Until then, your uname -r reports the old version while dnf shows
the new package installed — confusing during compliance scans. Pair
dnf-automatic with a documented reboot policy.
EPEL is a third-party repository
Tools mentioned above (fail2ban, lynis) come from EPEL. EPEL is
maintained by Fedora contributors but is not Red Hat. Document this as a
processor / supply-chain dependency where compliance demands a full SBOM.
Cloud-init replacing your changes on reboot
Some cloud images run cloud-init on every boot and can re-apply original
network or user configuration.
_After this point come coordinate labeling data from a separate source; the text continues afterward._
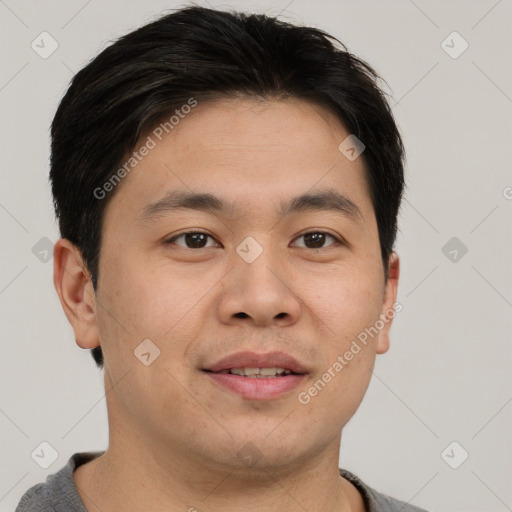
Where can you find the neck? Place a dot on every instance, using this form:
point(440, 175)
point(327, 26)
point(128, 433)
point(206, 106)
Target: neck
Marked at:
point(163, 480)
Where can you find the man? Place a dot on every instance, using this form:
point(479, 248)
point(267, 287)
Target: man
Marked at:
point(227, 188)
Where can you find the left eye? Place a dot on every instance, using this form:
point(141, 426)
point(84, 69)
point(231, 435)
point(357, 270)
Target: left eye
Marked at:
point(315, 239)
point(193, 240)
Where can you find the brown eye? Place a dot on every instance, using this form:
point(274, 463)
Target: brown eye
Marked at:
point(315, 240)
point(192, 240)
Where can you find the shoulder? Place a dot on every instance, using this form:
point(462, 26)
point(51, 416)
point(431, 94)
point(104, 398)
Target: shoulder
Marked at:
point(59, 492)
point(376, 501)
point(36, 499)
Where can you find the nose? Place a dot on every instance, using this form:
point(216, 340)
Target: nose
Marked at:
point(259, 293)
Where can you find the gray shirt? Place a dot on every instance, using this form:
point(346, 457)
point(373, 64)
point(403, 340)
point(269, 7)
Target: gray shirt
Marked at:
point(59, 492)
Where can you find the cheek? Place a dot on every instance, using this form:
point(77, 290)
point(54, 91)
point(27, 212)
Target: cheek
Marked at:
point(347, 300)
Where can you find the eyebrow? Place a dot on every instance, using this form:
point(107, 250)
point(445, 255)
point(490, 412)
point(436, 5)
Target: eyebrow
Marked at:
point(322, 200)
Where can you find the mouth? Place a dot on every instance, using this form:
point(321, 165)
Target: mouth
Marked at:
point(257, 376)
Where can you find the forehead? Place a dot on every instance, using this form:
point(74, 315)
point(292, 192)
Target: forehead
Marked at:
point(248, 152)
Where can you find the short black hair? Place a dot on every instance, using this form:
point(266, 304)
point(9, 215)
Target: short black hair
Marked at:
point(207, 54)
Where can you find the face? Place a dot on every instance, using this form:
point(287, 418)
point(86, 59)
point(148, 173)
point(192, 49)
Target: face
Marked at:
point(282, 256)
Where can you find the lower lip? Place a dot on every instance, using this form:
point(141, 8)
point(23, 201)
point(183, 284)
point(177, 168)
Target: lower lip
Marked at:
point(257, 388)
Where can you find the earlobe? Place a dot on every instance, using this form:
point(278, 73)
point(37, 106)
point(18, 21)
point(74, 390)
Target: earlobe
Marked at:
point(74, 287)
point(389, 308)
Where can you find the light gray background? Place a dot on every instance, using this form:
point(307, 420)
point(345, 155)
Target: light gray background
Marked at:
point(447, 376)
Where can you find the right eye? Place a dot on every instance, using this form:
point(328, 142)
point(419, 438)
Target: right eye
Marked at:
point(192, 240)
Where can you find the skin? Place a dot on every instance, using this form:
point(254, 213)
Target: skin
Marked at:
point(175, 434)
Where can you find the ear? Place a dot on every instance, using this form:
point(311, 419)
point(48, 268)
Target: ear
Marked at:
point(74, 287)
point(389, 306)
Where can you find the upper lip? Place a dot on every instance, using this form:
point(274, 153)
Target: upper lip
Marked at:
point(254, 360)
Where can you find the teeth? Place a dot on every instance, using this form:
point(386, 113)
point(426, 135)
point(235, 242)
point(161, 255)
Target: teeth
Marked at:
point(258, 372)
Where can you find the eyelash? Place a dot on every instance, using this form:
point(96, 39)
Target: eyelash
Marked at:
point(175, 237)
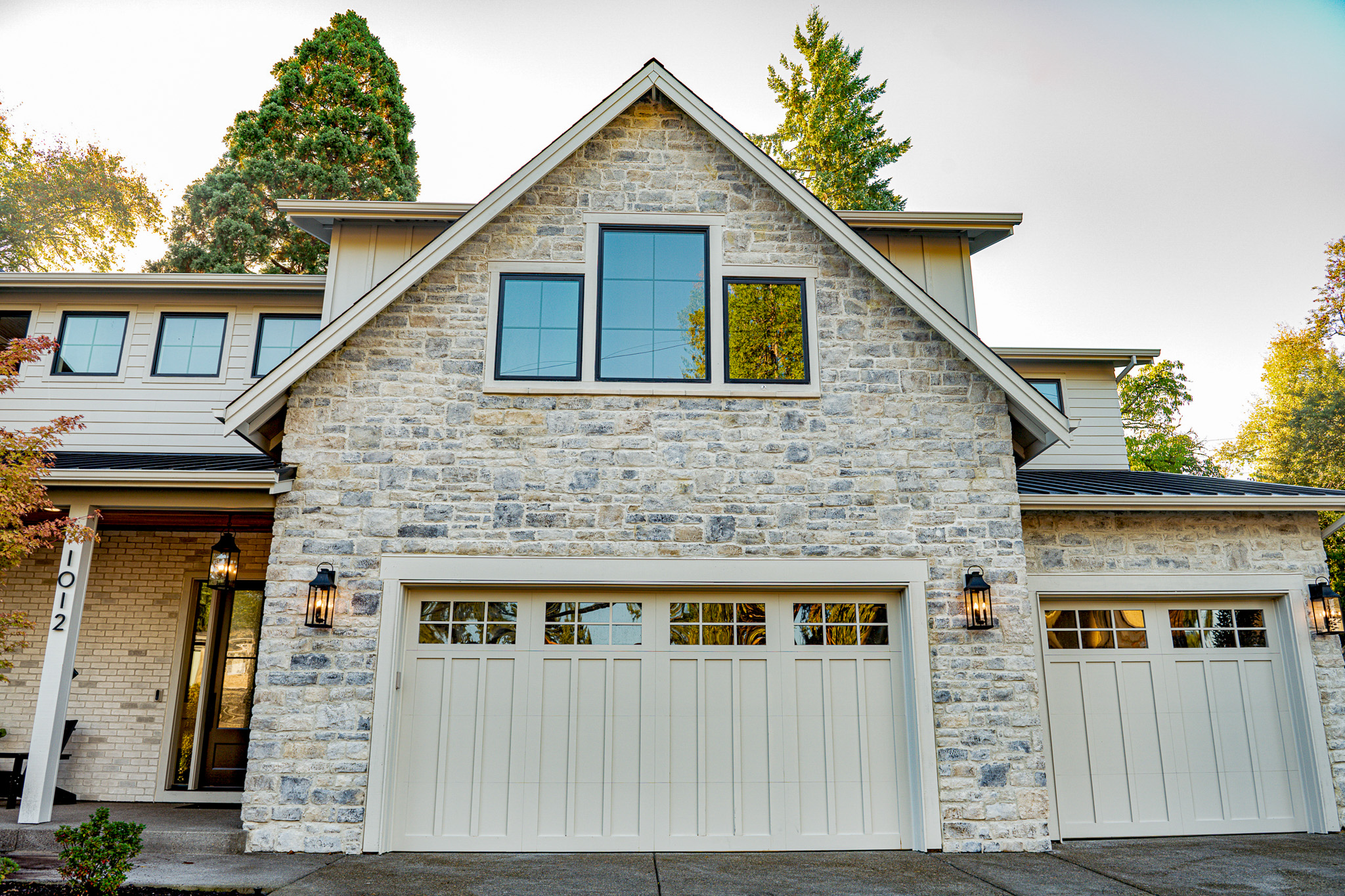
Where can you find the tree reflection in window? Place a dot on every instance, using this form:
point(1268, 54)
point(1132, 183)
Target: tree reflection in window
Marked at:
point(841, 624)
point(468, 622)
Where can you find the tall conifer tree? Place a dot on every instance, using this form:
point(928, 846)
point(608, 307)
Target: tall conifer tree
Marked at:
point(334, 127)
point(831, 139)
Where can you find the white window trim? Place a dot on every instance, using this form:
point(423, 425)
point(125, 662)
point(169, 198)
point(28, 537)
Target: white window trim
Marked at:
point(152, 349)
point(588, 382)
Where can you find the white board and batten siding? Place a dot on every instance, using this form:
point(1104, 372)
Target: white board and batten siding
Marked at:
point(939, 264)
point(1152, 739)
point(135, 412)
point(363, 254)
point(546, 747)
point(1091, 398)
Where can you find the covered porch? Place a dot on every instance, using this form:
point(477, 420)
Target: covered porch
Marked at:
point(154, 668)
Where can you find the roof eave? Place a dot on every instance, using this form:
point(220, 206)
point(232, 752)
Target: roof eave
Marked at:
point(178, 282)
point(1181, 503)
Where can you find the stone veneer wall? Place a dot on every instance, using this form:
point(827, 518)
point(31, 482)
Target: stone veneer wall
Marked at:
point(907, 454)
point(1193, 542)
point(137, 584)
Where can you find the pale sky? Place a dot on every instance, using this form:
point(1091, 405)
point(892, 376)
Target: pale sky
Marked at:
point(1180, 163)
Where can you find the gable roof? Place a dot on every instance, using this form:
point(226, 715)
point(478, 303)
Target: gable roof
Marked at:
point(1042, 419)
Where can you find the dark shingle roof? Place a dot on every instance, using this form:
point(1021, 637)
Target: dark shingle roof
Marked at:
point(129, 461)
point(1134, 482)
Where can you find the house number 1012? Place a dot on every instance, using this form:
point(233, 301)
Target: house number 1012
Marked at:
point(65, 581)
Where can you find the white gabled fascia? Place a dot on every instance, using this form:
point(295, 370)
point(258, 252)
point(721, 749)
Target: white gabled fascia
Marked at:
point(1033, 412)
point(164, 479)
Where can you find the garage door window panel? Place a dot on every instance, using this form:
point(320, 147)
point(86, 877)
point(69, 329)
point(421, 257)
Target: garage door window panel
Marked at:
point(1097, 630)
point(717, 624)
point(468, 622)
point(839, 624)
point(1218, 629)
point(584, 622)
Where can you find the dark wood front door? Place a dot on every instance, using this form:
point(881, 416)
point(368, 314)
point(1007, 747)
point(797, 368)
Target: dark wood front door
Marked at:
point(233, 670)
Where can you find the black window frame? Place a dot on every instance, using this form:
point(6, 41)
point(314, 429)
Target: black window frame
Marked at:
point(159, 341)
point(261, 327)
point(61, 341)
point(598, 340)
point(803, 322)
point(16, 312)
point(579, 328)
point(1060, 389)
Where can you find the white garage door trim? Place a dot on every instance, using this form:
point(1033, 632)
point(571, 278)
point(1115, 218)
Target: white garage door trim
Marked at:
point(401, 572)
point(1287, 597)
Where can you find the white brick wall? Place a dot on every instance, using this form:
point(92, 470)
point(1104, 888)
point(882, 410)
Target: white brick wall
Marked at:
point(136, 591)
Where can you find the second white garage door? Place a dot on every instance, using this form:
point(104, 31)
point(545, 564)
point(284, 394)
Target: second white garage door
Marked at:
point(1169, 717)
point(653, 720)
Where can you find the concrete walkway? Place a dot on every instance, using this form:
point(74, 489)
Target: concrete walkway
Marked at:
point(1261, 865)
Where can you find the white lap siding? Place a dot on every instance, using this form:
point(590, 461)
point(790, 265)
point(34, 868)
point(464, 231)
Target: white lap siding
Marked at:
point(1099, 543)
point(127, 651)
point(907, 454)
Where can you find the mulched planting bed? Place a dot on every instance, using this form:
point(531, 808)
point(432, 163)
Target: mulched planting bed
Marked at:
point(34, 888)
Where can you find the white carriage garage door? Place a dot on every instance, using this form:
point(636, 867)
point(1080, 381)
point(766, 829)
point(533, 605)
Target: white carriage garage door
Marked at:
point(564, 721)
point(1169, 717)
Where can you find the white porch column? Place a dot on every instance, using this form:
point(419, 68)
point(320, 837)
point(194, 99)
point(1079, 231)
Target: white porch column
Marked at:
point(49, 720)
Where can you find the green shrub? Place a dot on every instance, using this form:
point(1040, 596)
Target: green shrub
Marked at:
point(96, 856)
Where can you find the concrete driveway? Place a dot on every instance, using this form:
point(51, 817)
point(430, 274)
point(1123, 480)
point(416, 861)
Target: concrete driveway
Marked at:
point(1262, 865)
point(1179, 867)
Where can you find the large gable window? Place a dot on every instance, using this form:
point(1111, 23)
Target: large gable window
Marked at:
point(539, 332)
point(653, 304)
point(649, 304)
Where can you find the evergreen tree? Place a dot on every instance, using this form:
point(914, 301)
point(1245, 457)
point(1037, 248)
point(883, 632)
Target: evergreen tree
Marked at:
point(831, 140)
point(334, 127)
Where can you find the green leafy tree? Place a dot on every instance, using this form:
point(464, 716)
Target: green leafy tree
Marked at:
point(1152, 399)
point(24, 458)
point(66, 205)
point(1296, 431)
point(334, 127)
point(831, 139)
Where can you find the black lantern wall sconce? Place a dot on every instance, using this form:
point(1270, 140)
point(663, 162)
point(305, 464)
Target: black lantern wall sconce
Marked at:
point(975, 598)
point(322, 598)
point(223, 562)
point(1327, 608)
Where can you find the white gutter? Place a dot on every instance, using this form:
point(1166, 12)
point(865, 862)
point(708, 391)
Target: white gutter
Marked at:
point(1181, 503)
point(62, 280)
point(164, 479)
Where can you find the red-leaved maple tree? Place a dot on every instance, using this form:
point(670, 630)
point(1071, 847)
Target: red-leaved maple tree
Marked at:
point(24, 459)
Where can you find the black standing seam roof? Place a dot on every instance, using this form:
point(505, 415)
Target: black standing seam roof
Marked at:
point(1134, 482)
point(148, 461)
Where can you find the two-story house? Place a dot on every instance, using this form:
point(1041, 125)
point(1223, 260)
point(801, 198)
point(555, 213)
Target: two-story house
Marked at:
point(659, 499)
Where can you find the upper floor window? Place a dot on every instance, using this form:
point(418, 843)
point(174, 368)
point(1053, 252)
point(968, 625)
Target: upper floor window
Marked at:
point(278, 336)
point(190, 344)
point(539, 331)
point(91, 343)
point(653, 286)
point(1051, 391)
point(12, 326)
point(766, 331)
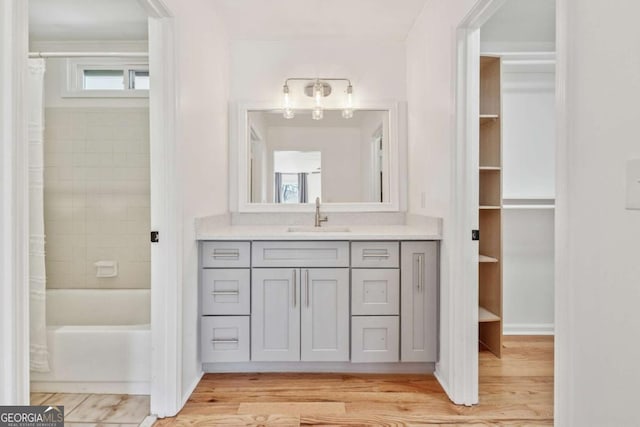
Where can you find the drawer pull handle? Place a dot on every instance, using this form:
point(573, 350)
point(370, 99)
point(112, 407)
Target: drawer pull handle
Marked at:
point(420, 273)
point(295, 296)
point(307, 284)
point(373, 253)
point(229, 341)
point(226, 254)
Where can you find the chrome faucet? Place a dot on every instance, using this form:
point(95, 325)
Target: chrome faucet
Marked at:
point(319, 218)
Check /etc/cloud/cloud.cfg and disable
the modules whose output you do not want re-applied (commonly
users-groups, set-passwords, ssh).
What this guide deliberately does not cover
- Full CIS Benchmark profile compliance — the oscap step above is a start; full coverage is a separate guide.
- Subscription Manager / Red Hat Insights — only relevant on upstream RHEL; AlmaLinux / Rocky operators can ignore.
- podman / container host hardening — out of scope for this site.